C'est la viande d'un animal élevé décemment, dans le respect de ses
besoins et tué selon les mêmes exigences. On voudrait que l'animal n'ait
pas été transporté pendant des heures d'un bout à l'autre du pays. On
voudrait qu'il n'ait pas vu la mort venir. On voudrait qu'il ait été
traité avec respect, jusqu'à ce qu'il se soit trouvé dans le piège, où
l'on voudrait qu'il ait été étourdi avant d'être tué, sans qu'il ait
bien évidemment eu le temps de se réveiller entre ces deux opérations.

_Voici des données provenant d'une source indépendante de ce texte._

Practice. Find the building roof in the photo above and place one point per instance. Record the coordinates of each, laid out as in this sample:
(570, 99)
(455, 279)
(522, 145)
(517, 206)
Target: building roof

C'est le mieux que nous puissions espérer, cela ne devrait pas s'appeler
la viande heureuse, puisqu'il y aura eu mort, c'est ce à quoi nous
devrions penser lorsque nous prononçons le mot viande.
Il
semblerait pourtant que la viande que nous consommons n'ait pas grand
chose à voir avec celle que nous mangeons. C'est tout du moins ce que
L214 voudrait que nous pensions, et à défaut de pouvoir leur prouver le
contraire, nous sommes contraints de leur donner raison. C'est ce qu'a
d'ailleurs fait la Confédération française de la boucherie dans la
foulée de cette publication en réclamant, à l'instar de L214, une
commission d'enquête parlementaire sur les abattoirs. Alliance de
circonstance. Car si l'on voit mal les bouchers jeter leur tablier,
l'association L214 voudrait pourtant qu'ils le fassent. Ses membres se
réclament d'une idée, l'antispécisme, qui met sur le même plan la
discrimination entre espèces (ici, l'humain d'un côté et, de l'autre,
tous les animaux que nous abattons), que la discrimination entre sexe,
dite sexisme, ou la discrimination entre races, dite racisme. Celle-ci
se fonde sur la reconnaissance d'une capacité à souffrir chez l'homme
comme l'animal. Comment nier en effet, lorsqu'on voit ces images, qu'un
animal ne ressente pas la douleur ou ne puisse pas souffrir? N'importe
qui ayant vécu avec un animal de compagnie ou des animaux de ferme le
sait, ces animaux sont des êtres sensibles et conscients. Par
conséquent, estime l'antispécisme, il ne faudrait plus leur infliger
aucune souffrance à commencer par leur retirer la vie.
......
........ Si nous devons continuer à manger de la viande, acceptant par là-même
la responsabilité qui est la nôtre depuis que nous avons choisi de
vivre avec ces espèces animales, alors c'est aussi ce que nous devrions
faire et réduire à zéro le risque d'accident. Cela impliquerait de
réformer en profondeur l'abattage en abattant à la ferme et dans des
abattoirs de proximité, d'accepter que la viande soit donc beaucoup plus
chère, et par conséquent d'en manger beaucoup moins. C'est peut-être
ainsi que nous prendrons conscience que la consommation de viande n'a
rien d'anodin.
Dans un très beau texte, le zooanthropologue
François Poplin rappelait il y a quelques années que c'est pour résoudre
le dilemme de la mise à mort d'un animal qui nous était devenu proche
que l'homme a inventé Dieu. En attendant que nous ayons collectivement
décidé du sort de ces animaux, puissions-nous nous rappeler cette
sacralité et leur offrir une mort digne de ce qu'ils sont.